For whatever reason (probably incipient insanity on my part -- but maybe the use of the term
flowery prose in a comment above) this discussion got me to thinking about
oenophiles.
It is (i.e., it
should be) absolutely achievable to develop meaningful (i.e., statistically valid and defendable) correlations between measureable quantities (e.g.,, optical density, spectrophotometry, light scattering, pH, specific gravity, viscosity, and - of course - things like GC headspace analysis for volatile organics, ion chromatography, mass spectrometry, and other analytical techniques for the organic and inorganic constituents) of a bottle of wine and its perceived quality by, shall we say,
trained tasters.
Indeed, for all I know (we've been sort of out of the serious wine snob game for a couple of decades now) this has been/is being done.
I know that analytical labs do indeed carry out some fairly sophisticated quantitative analyses of wine.

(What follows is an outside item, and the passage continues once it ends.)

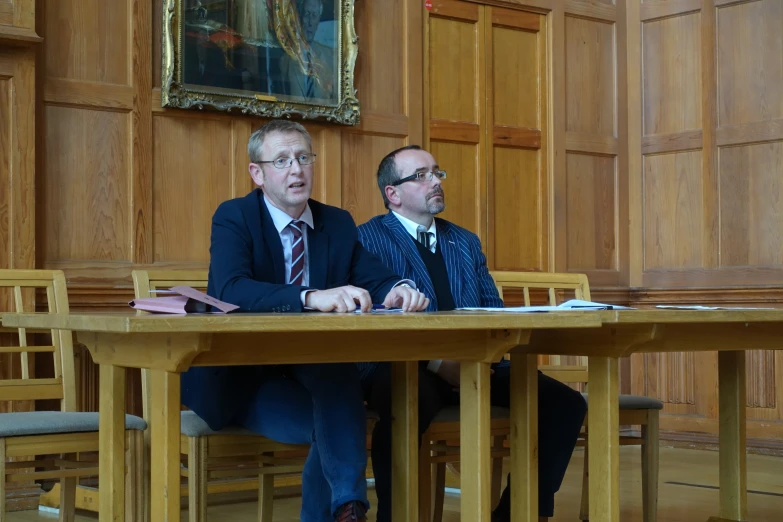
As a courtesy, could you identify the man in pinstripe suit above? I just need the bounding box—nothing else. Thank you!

Wine might even be more interesting than hifi because multiple senses are directly impacted by the experience of pouring, looking at, sniffing and tasting wine. Yeah, yeah, I guess visual and tactile enter into hifi, too, but perhaps less directly than with the whole wine-quaffing experience. Synaesthetics aside, I don't think that most folks
taste hifi, e.g.
I am guessing that the flowery prose is still winning the day in the wine journals, though(?).